In organizations that are Discouraging, leaders are unaware of the benefits strong employee networks can deliver. Leaders, still in a command-and-control mode, may seriously doubt whether internal and external networking are legitimate business activities. Leaders are uncomfortable with networking because they don’t feel they can control it. Policies and procedures act as barriers to networking, and it’s both disregarded and unrewarded.

image

FIGURE 9–1. What’s Your Network Identity?

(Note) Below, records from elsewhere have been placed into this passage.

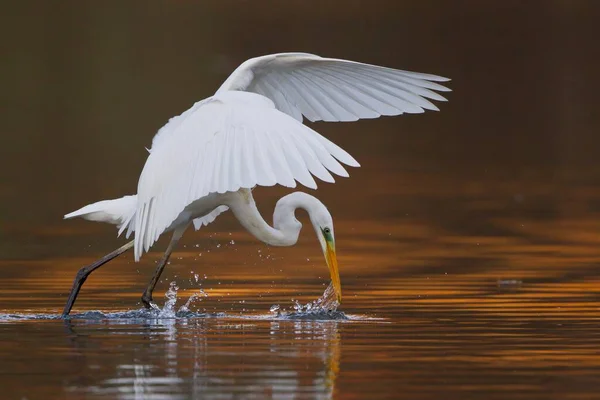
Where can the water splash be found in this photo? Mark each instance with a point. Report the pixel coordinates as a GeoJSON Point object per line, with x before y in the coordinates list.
{"type": "Point", "coordinates": [324, 308]}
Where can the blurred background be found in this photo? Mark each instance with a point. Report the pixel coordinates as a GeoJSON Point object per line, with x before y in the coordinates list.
{"type": "Point", "coordinates": [504, 177]}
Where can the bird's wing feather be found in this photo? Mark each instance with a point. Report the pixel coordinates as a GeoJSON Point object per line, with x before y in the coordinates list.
{"type": "Point", "coordinates": [230, 141]}
{"type": "Point", "coordinates": [327, 89]}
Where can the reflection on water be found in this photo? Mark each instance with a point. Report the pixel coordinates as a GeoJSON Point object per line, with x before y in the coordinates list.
{"type": "Point", "coordinates": [193, 358]}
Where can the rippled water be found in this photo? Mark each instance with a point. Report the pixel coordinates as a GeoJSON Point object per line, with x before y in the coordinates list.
{"type": "Point", "coordinates": [452, 325]}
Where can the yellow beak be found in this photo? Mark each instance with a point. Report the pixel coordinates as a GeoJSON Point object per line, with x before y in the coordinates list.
{"type": "Point", "coordinates": [333, 270]}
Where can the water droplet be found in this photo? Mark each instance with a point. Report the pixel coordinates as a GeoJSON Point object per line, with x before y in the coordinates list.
{"type": "Point", "coordinates": [274, 308]}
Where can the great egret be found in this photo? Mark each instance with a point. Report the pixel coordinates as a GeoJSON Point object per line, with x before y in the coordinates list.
{"type": "Point", "coordinates": [206, 160]}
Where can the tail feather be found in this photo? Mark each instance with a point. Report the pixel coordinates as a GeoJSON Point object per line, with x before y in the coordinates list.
{"type": "Point", "coordinates": [118, 212]}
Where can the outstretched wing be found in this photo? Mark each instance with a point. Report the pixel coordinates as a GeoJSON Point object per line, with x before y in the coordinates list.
{"type": "Point", "coordinates": [230, 141]}
{"type": "Point", "coordinates": [327, 89]}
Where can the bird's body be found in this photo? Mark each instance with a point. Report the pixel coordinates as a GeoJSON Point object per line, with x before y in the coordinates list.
{"type": "Point", "coordinates": [250, 133]}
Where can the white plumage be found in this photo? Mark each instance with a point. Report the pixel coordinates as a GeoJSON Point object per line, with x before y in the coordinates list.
{"type": "Point", "coordinates": [250, 133]}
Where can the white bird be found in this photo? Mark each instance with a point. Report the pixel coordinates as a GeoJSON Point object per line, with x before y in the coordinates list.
{"type": "Point", "coordinates": [206, 160]}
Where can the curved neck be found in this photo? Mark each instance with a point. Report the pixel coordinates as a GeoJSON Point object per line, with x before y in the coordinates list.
{"type": "Point", "coordinates": [286, 228]}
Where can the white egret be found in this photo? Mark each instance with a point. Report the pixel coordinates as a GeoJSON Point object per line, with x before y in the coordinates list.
{"type": "Point", "coordinates": [206, 160]}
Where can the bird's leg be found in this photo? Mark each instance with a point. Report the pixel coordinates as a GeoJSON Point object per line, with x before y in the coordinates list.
{"type": "Point", "coordinates": [84, 272]}
{"type": "Point", "coordinates": [147, 296]}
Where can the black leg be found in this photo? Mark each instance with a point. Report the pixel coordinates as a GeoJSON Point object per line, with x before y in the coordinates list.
{"type": "Point", "coordinates": [147, 296]}
{"type": "Point", "coordinates": [84, 272]}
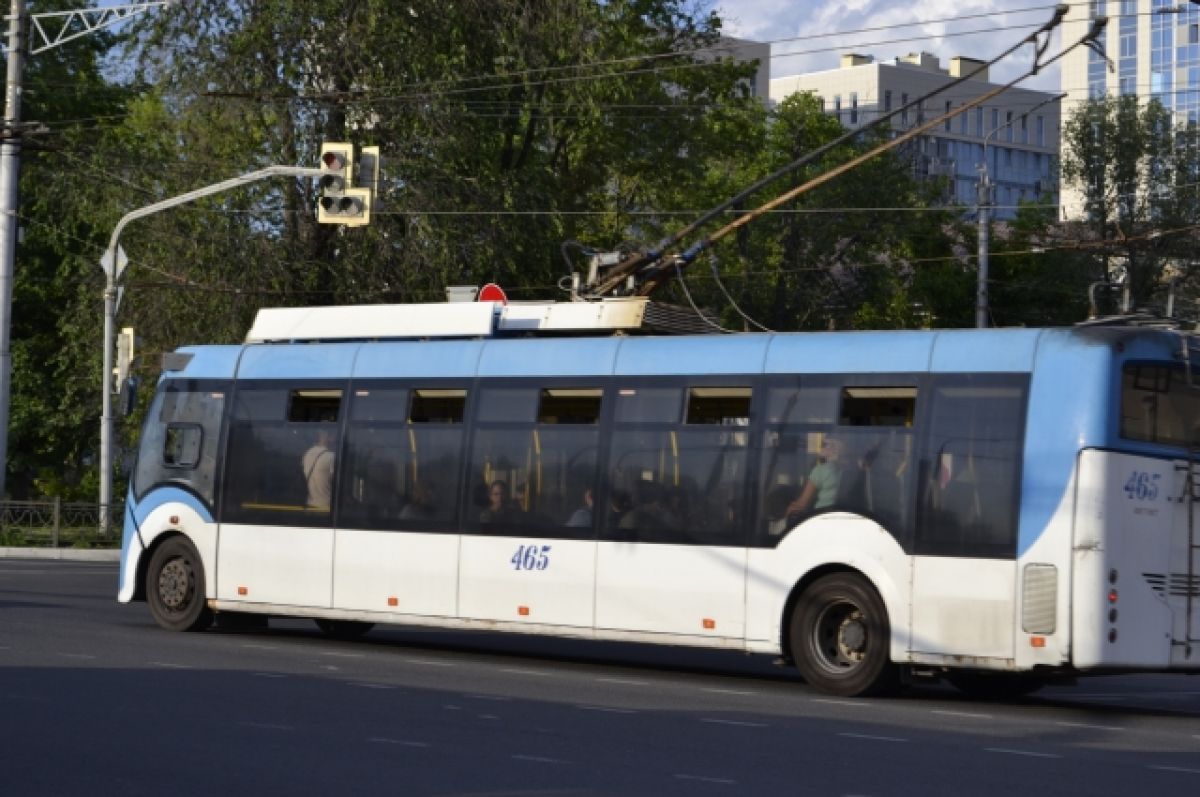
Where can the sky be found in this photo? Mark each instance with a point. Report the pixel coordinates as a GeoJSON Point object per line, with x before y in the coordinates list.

In organizations that are Encouraging, leaders have discovered the value of employee networks, are removing barriers and disincentives, and are putting many support systems in place. Typically, these organizations have spent considerable money on technologies for connecting and collaborating. Overshadowed by these technologies, face-to-face networking may not yet be highly valued. Leaders may wrongly believe that employees have all the skills they need to network and collaborate and that simply asking them to put those skills to work will get results.

Leaders may wrongly believe that employees have networking skills.

In organizations that are Committed, leaders expect collaboration; act as role models for networking; remove barriers to connecting up, down, and across the organization; and revise policies and systems so they are “networking-friendly.” Once organizations have reached this level of commitment, they have aligned their environment with their intentions.

But intentions, infrastructure, and imperatives alone are not enough. When organizations call for collaboration without developing the skills and the networker identities of employees, their aspirations remain unrealized.

At the center of building a Network-Oriented Workplace is training. Leaders who want to reinforce the importance of face-to-face networking as a high-value business strategy recognize that building the capacity and competence of employees is essential. This training gives employees the specific skills and enterprise-wide focus necessary for their—and their organization’s—success.

On the vertical axis in Figure 9–1, you can see the continuum of employee attitudes, from Unwilling through Willing to Committed. This continuum reflects the attitudes of employees toward the value of face-to-face networking and reveals their beliefs about whether they personally can use networking to make a difference, not only for themselves, but also to benefit their organizations.

Employees who are Unwilling typically focus on tasks more than on relationships and have negative mindsets—for a host of reasons—toward networking. These employees see themselves as non-networkers. They may feel that networking conflicts with their image of themselves as professionals. Many classify themselves as shy or introverted and don’t realize that networking skills are competencies that they can learn.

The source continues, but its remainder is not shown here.